Soñé contigo madre, después de mucho tiempo, llorabas, eras una señora francesa que no nos miraba cuando afirmaba entre sollozos que era nuestra madre pero que desde muerta era esa señora. Mi abuela está en medio, tiene la cabeza apoyada en la palma de la mano, no le cree, la mira de reojo y sigue en lo suyo, mirar eternamente al vacío, al pasado.  Mi hermana y yo nos miramos cómplices, lucimos entusiasmados con la idea nueva de nuestra madre, pero su llanto nos conmueve. Después veo una mujer a la que vuelvo a amar, y entonces, fulgor oscuro, disolvencia, disociación, despierto, se agotan las lágrimas y por supuesto, la cinta del proyector. El río fue enorme, hermoso, amarillo, ardiente, maravilloso, eso me llevo envuelto en seda a la tumba, este recuerdo y todo lo demás.
En Cusco he conocido la truhanería en su máxima expresión, y me sentí tan desilusionado de mi especie que erguí nuevamente mi capacidad de autodestrucción, sin conseguir nada más que pena y dolor, más que usualmente. Una casa de locos desesperados por reencontrarse después de largas caídas, una casa que aloja en camas compartidas a toda latinoamérica corrompida pero levantada en pie de resistencia, de demostrarles a todos que estamos vivos, que no nos han vencido, aunque claro, yo por ejemplo, ande siendo un lastre inútil para cualquier propósito. Con cuánta negatividad construyo este emporio de palabras, desde el inicio, me sorprende a mí mismo mi monomanía monumental, esta gran obra de un hombre de casi treinta años, incompleto, corroído, sumido en ideas falsas, creyendo solo en la carretera como terapia contra la mugre de las ciudades, del vivir como nos imponen. Este es el precio de la libertad, me liberé de la esclavitud del dinero, pero con casi todos los accesos restringidos, he mutado en una especie de joven mendicante, insultante a los ojos de personas más viejas que comentan que tendría que trabajar en otra cosa, de sol a sol y reconstruir mi familia, mis proyecciones como adulto. Y no lo soy, tan solo un niño triste, es eso, no me avergüenzo, tampoco me enorgullezco, es lo que soy ahora, lo que hago, por lo que lucho...

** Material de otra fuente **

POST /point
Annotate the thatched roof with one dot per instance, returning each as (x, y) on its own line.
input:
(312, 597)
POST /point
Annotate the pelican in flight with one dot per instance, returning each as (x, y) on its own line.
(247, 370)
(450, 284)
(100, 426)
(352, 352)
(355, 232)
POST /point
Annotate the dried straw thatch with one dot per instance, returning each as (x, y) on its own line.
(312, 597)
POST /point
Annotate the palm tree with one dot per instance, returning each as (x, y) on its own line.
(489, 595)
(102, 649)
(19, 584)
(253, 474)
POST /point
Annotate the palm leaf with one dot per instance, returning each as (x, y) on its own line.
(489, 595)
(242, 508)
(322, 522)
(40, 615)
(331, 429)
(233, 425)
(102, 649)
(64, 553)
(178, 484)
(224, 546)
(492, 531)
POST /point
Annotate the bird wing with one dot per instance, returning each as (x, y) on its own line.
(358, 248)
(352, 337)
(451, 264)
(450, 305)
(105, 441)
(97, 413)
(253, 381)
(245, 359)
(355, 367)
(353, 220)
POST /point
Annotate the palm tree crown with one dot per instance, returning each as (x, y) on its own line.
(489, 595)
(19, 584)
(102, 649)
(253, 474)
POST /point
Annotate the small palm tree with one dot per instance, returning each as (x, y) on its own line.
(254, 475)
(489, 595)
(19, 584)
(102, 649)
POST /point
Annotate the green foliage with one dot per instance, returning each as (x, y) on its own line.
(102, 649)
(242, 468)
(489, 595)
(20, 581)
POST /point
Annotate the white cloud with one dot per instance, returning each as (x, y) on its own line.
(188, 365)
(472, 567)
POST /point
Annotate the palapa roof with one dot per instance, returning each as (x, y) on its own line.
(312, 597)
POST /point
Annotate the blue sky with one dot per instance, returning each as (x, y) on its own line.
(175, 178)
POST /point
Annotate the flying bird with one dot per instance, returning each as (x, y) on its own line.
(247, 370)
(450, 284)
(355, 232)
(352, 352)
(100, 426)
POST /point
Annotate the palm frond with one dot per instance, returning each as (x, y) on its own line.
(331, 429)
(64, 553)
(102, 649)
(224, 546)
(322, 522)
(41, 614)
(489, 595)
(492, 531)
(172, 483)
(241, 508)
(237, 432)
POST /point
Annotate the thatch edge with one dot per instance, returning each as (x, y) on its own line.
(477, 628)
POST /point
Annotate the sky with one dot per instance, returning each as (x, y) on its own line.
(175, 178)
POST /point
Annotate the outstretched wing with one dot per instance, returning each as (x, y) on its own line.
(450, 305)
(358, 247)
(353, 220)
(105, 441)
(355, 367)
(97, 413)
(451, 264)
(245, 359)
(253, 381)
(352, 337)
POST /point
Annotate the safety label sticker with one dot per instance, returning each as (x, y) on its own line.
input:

Mientras tanto camino viendo a la mujer que amo, pero que no existe más a mi lado, con ternura, acaricio su mejilla y le doy un beso, la rodeo con mis brazos, luego tenemos un hijo, y de pronto estoy sudando  a mares sin llorar, tratando de rellenar el papel blanco de la computadora, siendo el supuesto artista de la palabra que me encargué de denegar en mí mismo. Nací como símbolo del odio, he aquí mis formas de significación, evasión, negación, consumación. Me odio, lo digo y ya, luego tengo que abrazarme como abrazo a los árboles, a éstos viejísimos compañeros que resisten todo de pie, lo siento mucho padres, no soy como ustedes, se me acabó la savia, el sol no me alimenta, estoy tan seco como el suelo calcáreo de mi barrio de la infancia. Debo arrancarme y limpiar el terreno para otro, eso hice, los dejo para que sean ustedes mejores, o tal vez peores, no me incumbe, me entristece a lo mejor, pero como dice el poeta pastel, Munra: Más nada.